Líder do PT também apresentou representação criminal contra Gayer pedindo a imediata restrição do bolsonarista às redes sociais e a mídias publicitárias

O líder do PT na Câmara, Lindbergh Farias
O líder da Bancada do PT na Câmara, deputado Lindbergh Farias (RJ), entrou nesta segunda-feira (17) com duas novas ações contra o deputado Gustavo Gayer (PL-GO), no Supremo Tribunal Federal (STF) e na Procuradoria-Geral da República (PGR). No STF, o líder petista entrou com queixa-crime solicitando o triplo da pena pelos crimes de injúria e difamação cometidos pelo bolsonarista contra ministra da Articulação Política, Gleisi Hoffmann, o presidente Lula, e os presidentes do Senado, Davi Alcolumbre, e da Câmara, Hugo Motta. Já na PGR, Lindbergh apresentou representação criminal pedindo a imediata restrição do bolsonarista às redes sociais e a mídias publicitárias.

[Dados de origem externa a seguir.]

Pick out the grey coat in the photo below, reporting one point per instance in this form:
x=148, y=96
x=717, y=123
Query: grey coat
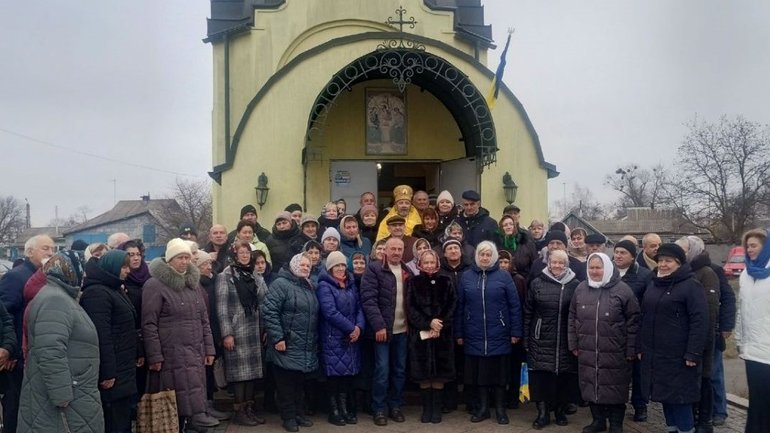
x=244, y=362
x=603, y=323
x=290, y=314
x=62, y=365
x=175, y=326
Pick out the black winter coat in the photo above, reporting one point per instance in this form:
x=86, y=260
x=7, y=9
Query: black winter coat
x=546, y=322
x=114, y=317
x=603, y=327
x=673, y=329
x=430, y=297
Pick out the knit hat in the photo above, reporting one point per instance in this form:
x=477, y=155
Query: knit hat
x=335, y=258
x=175, y=247
x=202, y=257
x=65, y=267
x=556, y=235
x=402, y=192
x=112, y=261
x=330, y=232
x=451, y=242
x=293, y=208
x=283, y=216
x=248, y=208
x=445, y=195
x=628, y=246
x=368, y=208
x=673, y=251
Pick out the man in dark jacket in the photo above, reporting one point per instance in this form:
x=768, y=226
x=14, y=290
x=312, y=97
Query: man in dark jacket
x=38, y=249
x=383, y=288
x=637, y=278
x=475, y=220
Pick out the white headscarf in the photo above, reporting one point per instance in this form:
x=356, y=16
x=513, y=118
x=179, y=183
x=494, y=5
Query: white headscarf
x=609, y=269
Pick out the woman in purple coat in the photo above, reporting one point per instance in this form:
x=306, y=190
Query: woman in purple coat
x=340, y=326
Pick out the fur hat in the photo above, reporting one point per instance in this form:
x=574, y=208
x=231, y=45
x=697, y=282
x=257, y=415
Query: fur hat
x=335, y=258
x=628, y=246
x=402, y=192
x=175, y=247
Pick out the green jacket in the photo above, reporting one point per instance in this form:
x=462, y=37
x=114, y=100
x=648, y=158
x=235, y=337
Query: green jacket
x=59, y=392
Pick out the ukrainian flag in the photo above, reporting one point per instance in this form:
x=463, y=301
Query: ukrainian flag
x=497, y=81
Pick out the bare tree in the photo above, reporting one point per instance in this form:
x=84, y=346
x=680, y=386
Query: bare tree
x=722, y=176
x=638, y=187
x=582, y=202
x=12, y=220
x=194, y=206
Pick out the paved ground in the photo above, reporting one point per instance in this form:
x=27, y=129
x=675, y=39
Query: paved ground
x=457, y=422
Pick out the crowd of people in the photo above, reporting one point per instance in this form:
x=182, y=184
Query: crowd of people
x=342, y=312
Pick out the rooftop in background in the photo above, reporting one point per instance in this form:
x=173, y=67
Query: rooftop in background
x=235, y=16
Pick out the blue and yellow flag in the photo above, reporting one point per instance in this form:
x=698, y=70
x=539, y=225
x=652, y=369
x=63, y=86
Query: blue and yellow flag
x=497, y=81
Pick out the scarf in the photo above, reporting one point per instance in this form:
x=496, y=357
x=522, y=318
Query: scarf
x=758, y=269
x=245, y=286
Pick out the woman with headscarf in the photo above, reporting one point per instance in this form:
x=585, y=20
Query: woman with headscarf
x=290, y=316
x=341, y=323
x=114, y=317
x=488, y=322
x=177, y=336
x=752, y=330
x=60, y=390
x=603, y=323
x=672, y=337
x=430, y=310
x=553, y=379
x=240, y=293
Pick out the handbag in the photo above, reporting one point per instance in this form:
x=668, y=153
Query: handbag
x=219, y=373
x=524, y=384
x=156, y=411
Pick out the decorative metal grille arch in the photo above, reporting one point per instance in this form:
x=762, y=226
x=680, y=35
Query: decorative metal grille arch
x=412, y=65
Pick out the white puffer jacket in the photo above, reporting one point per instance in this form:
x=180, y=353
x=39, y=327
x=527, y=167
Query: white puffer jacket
x=752, y=329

As duas ações referem-se aos ataques destilados nas redes sociais pelo deputado Gustavo Gayer, na última quarta-feira (12). Na ocasião, o bolsonarista distorceu uma fala do presidente Lula, proferida em evento oficial no Palácio do Planalto, em que ele mencionou a escolha de uma “mulher bonita” para ocupar o cargo de ministra das Relações Institucionais.
Os documentos detalham que o bolsonarista utilizou a sua conta no X (antigo Twitter), “de forma leviana e ofensiva”, questionando se o deputado Lindbergh Farias “aceitaria que seu chefe (Lula) oferecesse sua esposa” aos presidentes da Câmara, Hugo Motta, e do Senado, Davi Alcolumbre, comparando de maneira difamatória e injuriosa a fala do presidente da República à conduta de um “cafetão oferecendo uma garota de programa”.
Agravando a situação, Gustavo Gayer ainda insinuou que a função exercida pela ministra junto aos presidentes da Câmara e do Senado corresponderia a “negociação entre gangues”, equiparando-os a “gângsteres”.
Crimes e punição
As ações protocoladas pelo líder do PT apontam para uma série de crimes cometidos pelo deputado bolsonarista. Entre eles, o de Difamação e Injúria (Art. 139 e Art. 140, do Código Penal) e Violência Política de Gênero (Art. 326-B, Código Eleitoral). Em outra ação apresentada ao Conselho de Ética da Câmara, o PT pede a cassação do mandato do deputado Gustavo Gayer poder quebra do decoro parlamentar.
Na queixa-crime protocolada no STF, o líder petista lembra que o Código Penal (Art. 141, § 2º) prevê aplicação do triplo da pena nos casos de difamação e injúria casos estes sejam “cometidos ou divulgados em quaisquer modalidades das redes sociais”. No caso menos gravosos de difamação a pena é de detenção de três meses a um ano, e multa, e no de injúria de detenção de um a seis meses, ou multa.
Já na representação criminal na PGR, Lindbergh Farias pede que o deputado bolsonarista seja proibido de acessar suas redes sociais e mídias publicitárias, “vedando-lhe fazer qualquer referência, direta, indireta ou subliminar em relação às autoridades ofendidas pelas postagens produzidas no dia 12 de março de 2025”.